3. The low-VOC polyurethane foam composite material according to claim 2, characterized in that, The primary hydroxyl content of the polyether carbonate polyol is 45%-90%, and the polyether carbonate polyol is obtained by copolymerization of propylene oxide and carbon dioxide, or by copolymerization of propylene oxide, ethylene oxide and carbon dioxide.

4. The low-VOC polyurethane foam composite material according to claim 3, characterized in that, The hydroxyl compound containing a 1,3-dicarbonyl structure and having two or more hydroxyl groups is selected from glycerol acetylation, trimethylolpropane acetylation, and pentaerythritol acetylation, or is composed of glycerol acetylation, trimethylolpropane acetylation, and pentaerythritol acetylation.

5. The low-VOC polyurethane foam composite material according to claim 4, characterized in that, Component A further includes 5-20 parts of polymeric polyol and 0.5-4 parts of low-aldehyde chain extender or low-aldehyde crosslinking agent.

6. The low-VOC polyurethane foam composite material according to claim 5, characterized in that, The reactive tertiary amine catalyst is selected from dimethylethanolamine, methyldiethanolamine, triethanolamine and triisopropanolamine, or is composed of dimethylethanolamine, methyldiethanolamine, triethanolamine and triisopropanolamine; Component A further includes 0.03-0.25 parts of a metal catalyst, which is an organic bismuth catalyst or a zinc-based catalyst; The foam stabilizer is an organosilicon foam stabilizer.
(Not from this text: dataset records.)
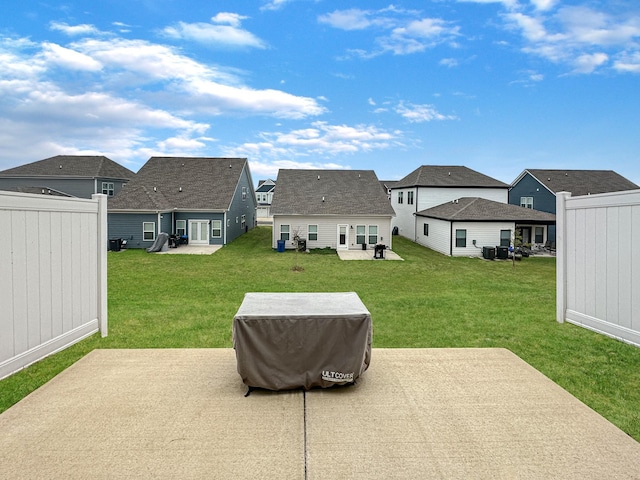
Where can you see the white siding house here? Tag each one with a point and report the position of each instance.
(341, 209)
(462, 227)
(429, 186)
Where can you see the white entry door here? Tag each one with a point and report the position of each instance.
(343, 237)
(198, 232)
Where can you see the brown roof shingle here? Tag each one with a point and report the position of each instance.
(582, 182)
(475, 209)
(444, 176)
(329, 192)
(85, 166)
(184, 183)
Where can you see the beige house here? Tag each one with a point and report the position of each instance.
(341, 209)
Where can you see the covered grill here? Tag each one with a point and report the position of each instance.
(301, 340)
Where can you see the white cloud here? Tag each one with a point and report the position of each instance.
(321, 139)
(448, 62)
(274, 5)
(403, 31)
(67, 58)
(420, 113)
(233, 19)
(73, 30)
(577, 36)
(628, 62)
(544, 4)
(587, 63)
(225, 31)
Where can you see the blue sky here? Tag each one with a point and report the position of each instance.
(494, 85)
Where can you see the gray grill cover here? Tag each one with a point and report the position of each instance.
(301, 340)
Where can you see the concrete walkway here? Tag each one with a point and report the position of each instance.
(415, 414)
(366, 255)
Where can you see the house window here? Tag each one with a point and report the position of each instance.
(284, 232)
(148, 231)
(216, 228)
(373, 234)
(107, 188)
(526, 202)
(181, 227)
(360, 234)
(539, 235)
(313, 232)
(505, 238)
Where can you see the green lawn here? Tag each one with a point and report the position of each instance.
(428, 300)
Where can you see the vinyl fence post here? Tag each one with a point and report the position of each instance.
(561, 255)
(102, 263)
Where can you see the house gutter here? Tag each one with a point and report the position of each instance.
(224, 220)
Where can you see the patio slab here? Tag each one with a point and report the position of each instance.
(416, 413)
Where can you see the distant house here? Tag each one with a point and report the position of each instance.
(341, 209)
(537, 188)
(432, 185)
(209, 201)
(73, 175)
(463, 226)
(264, 196)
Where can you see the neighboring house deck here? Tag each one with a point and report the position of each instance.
(73, 175)
(431, 185)
(463, 226)
(537, 188)
(341, 209)
(209, 201)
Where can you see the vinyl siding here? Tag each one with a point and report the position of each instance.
(426, 197)
(128, 226)
(328, 230)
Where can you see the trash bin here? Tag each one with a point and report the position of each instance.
(488, 253)
(114, 245)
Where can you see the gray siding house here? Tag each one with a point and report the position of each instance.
(73, 175)
(465, 225)
(537, 188)
(341, 209)
(432, 185)
(206, 201)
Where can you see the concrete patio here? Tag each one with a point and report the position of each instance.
(416, 413)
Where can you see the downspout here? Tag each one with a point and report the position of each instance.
(451, 239)
(415, 218)
(224, 223)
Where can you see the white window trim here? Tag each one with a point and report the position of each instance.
(144, 230)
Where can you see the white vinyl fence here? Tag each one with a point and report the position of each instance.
(53, 275)
(598, 263)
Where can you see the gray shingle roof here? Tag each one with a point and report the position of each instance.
(345, 192)
(85, 166)
(582, 182)
(476, 209)
(184, 183)
(444, 176)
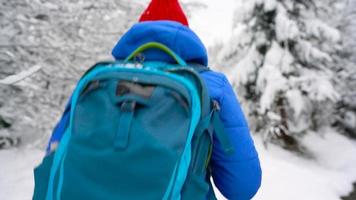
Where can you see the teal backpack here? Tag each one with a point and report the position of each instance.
(137, 130)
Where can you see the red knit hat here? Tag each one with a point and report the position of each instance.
(164, 10)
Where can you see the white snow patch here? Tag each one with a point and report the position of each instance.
(329, 176)
(16, 174)
(214, 23)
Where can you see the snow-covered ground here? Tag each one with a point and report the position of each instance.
(327, 176)
(285, 175)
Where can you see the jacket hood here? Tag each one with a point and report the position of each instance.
(181, 39)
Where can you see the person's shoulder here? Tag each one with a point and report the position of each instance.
(214, 78)
(215, 82)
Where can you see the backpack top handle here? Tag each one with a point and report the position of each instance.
(156, 45)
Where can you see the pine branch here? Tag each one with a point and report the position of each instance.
(13, 79)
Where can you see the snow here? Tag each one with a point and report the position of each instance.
(16, 174)
(216, 13)
(20, 76)
(327, 176)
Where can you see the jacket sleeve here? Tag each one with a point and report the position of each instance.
(237, 176)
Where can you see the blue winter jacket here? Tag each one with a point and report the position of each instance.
(237, 176)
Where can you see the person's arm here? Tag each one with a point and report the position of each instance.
(237, 176)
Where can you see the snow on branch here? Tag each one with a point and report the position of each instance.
(13, 79)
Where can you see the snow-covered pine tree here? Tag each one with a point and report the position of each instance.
(347, 105)
(63, 38)
(282, 59)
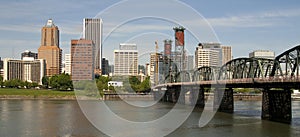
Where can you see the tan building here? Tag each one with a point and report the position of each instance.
(126, 60)
(49, 49)
(206, 57)
(28, 69)
(226, 54)
(92, 30)
(82, 59)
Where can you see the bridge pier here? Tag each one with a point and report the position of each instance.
(223, 102)
(197, 96)
(276, 105)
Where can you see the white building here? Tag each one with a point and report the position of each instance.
(226, 54)
(262, 54)
(28, 69)
(68, 64)
(206, 57)
(126, 60)
(92, 30)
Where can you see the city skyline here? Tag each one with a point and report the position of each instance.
(267, 26)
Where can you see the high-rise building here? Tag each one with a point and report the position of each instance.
(262, 54)
(190, 62)
(157, 68)
(226, 54)
(1, 67)
(105, 67)
(28, 69)
(49, 49)
(28, 53)
(126, 60)
(179, 54)
(206, 57)
(68, 64)
(92, 30)
(217, 47)
(1, 64)
(82, 59)
(147, 69)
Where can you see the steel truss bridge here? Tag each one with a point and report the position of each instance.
(277, 77)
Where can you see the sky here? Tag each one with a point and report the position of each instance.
(243, 24)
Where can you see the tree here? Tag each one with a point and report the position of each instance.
(45, 81)
(145, 85)
(1, 80)
(61, 82)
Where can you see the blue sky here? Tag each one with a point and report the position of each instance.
(243, 24)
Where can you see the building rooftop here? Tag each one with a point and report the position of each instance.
(50, 23)
(81, 42)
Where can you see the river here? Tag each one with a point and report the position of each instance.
(34, 118)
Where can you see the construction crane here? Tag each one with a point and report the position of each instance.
(156, 63)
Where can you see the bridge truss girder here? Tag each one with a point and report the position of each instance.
(287, 63)
(205, 73)
(241, 68)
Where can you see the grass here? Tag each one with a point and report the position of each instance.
(35, 93)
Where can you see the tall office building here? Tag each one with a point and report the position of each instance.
(105, 67)
(1, 67)
(68, 64)
(82, 59)
(49, 49)
(216, 47)
(28, 69)
(262, 54)
(190, 62)
(1, 64)
(226, 54)
(126, 60)
(206, 57)
(28, 53)
(92, 30)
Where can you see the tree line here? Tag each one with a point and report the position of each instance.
(63, 82)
7. The low-VOC polyurethane foam composite material according to claim 6, characterized in that, The mass fraction of the total free isocyanate monomer content in the low free monomer isocyanate component is no more than 5%, and the isocyanate group content of the isocyanate-terminated prepolymer is 18%-28%.

8. The low-VOC polyurethane foam composite material according to claim 7, characterized in that, The isocyanate index of the mixture of component A and component B during foaming is 80-120.
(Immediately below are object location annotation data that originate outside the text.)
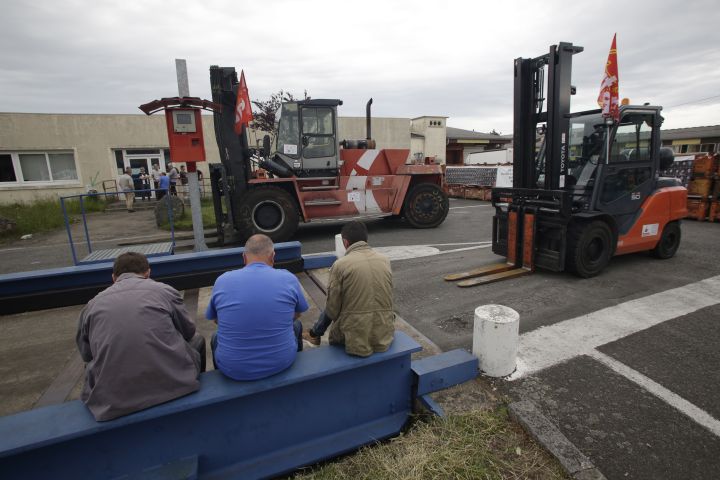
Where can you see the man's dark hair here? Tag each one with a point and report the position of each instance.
(130, 262)
(354, 232)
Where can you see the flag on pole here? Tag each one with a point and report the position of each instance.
(243, 111)
(609, 98)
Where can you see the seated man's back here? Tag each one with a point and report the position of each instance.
(255, 308)
(134, 336)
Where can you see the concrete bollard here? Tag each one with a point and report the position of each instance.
(495, 339)
(339, 247)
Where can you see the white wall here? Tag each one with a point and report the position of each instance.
(92, 139)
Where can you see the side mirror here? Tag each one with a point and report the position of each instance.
(266, 146)
(667, 157)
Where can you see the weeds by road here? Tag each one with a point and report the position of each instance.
(482, 444)
(185, 221)
(43, 215)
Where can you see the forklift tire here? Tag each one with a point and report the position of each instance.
(426, 206)
(669, 241)
(589, 248)
(270, 211)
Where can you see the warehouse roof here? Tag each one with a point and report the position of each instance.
(692, 132)
(460, 134)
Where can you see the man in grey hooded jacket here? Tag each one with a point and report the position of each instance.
(139, 343)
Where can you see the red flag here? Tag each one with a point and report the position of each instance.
(243, 111)
(609, 98)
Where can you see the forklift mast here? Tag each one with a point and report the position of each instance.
(591, 191)
(528, 113)
(229, 180)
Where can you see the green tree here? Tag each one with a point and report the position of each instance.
(264, 111)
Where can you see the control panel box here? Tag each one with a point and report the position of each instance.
(185, 134)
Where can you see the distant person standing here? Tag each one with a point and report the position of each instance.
(126, 183)
(183, 180)
(174, 175)
(163, 185)
(155, 174)
(200, 185)
(144, 184)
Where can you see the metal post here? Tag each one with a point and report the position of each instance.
(195, 206)
(87, 234)
(183, 84)
(67, 227)
(170, 218)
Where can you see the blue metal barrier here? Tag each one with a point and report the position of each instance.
(81, 198)
(41, 289)
(326, 404)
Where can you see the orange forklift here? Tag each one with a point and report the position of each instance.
(590, 190)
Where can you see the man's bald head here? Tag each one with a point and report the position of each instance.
(259, 248)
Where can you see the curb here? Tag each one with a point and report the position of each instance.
(549, 436)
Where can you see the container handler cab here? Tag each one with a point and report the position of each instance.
(310, 174)
(590, 191)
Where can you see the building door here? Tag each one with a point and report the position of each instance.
(137, 159)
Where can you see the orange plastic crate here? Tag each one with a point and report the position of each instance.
(697, 209)
(704, 166)
(700, 186)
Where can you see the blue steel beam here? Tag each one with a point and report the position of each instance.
(326, 404)
(41, 289)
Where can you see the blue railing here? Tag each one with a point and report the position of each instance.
(84, 217)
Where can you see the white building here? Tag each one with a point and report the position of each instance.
(51, 155)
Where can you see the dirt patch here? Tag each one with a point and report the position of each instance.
(457, 324)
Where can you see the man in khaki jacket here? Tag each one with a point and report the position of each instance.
(360, 298)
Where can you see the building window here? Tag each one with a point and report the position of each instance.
(7, 171)
(38, 167)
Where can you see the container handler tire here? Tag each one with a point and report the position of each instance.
(426, 206)
(669, 241)
(589, 248)
(270, 211)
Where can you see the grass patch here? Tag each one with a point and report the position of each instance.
(185, 221)
(476, 445)
(43, 215)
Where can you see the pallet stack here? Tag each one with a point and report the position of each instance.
(703, 189)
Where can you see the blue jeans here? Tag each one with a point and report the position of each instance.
(321, 325)
(297, 330)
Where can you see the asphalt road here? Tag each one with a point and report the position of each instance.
(625, 364)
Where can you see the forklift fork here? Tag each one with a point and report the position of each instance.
(520, 222)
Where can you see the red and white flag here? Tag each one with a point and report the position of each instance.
(243, 110)
(609, 98)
9. A method for preparing a low-VOC polyurethane foam composition is applicable to the low-VOC polyurethane foam composition according to any one of claims 1-7, characterized in that, Includes the following steps: S1: The polyether carbonate polyol used to prepare functionalized polyurethane oligomeric polyols is dehydrated to a moisture content of no more than 0.05%; S2: Under inert gas protection, the dehydrated polyether carbonate polyol is pre-reacted with diisocyanate to obtain an isocyanate-containing intermediate. Then, a hydroxyl compound containing a 1,3-dicarbonyl structure and having two or more hydroxyl groups is added to continue the reaction to obtain a functionalized polyurethane oligopolyol. S3: Mix low-aldehyde polyether polyol, polyether carbonate polyol, functionalized polyurethane oligopolyol, reactive tertiary amine catalyst, foam stabilizer and water to obtain component A; S4: Mix one of the following: modified diphenylmethane diisocyanate, polymeric diphenylmethane diisocyanate, and isocyanate-terminated prepolymer; or mix two or three of the following: modified diphenylmethane diisocyanate, polymeric diphenylmethane diisocyanate, and isocyanate-terminated prepolymer to obtain component B. S5: Package component A and component B separately to obtain a low-volatile organic compound polyurethane foam composite.

10. The method for preparing a low-VOC polyurethane foam composition according to claim 9, characterized in that, In step S2, the equivalence ratio of the total hydroxyl groups of the polyether carbonate polyol and hydroxyl compound to the isocyanate groups of the diisocyanate is 1.05-2.50:1, the reaction temperature is 50-90℃, and the reaction time is 1-6h. In step S3, after mixing, component A is subjected to vacuum devolatilization treatment at a temperature of 50-95℃, a vacuum degree of -0.06 to -0.098MPa, and a devolatilization time of 10-90min. In step S4, after component B is prepared, it undergoes depressurization to remove free monomers or thin-film evaporation to reduce the content of free isocyanate monomers. The isocyanate-terminated prepolymer in step S4 is prepared by reacting diisocyanate with polyol, and the isocyanate group content in the prepared isocyanate-terminated prepolymer is 18%-28%, and the mass fraction of the total free isocyanate monomer content is not greater than 5%.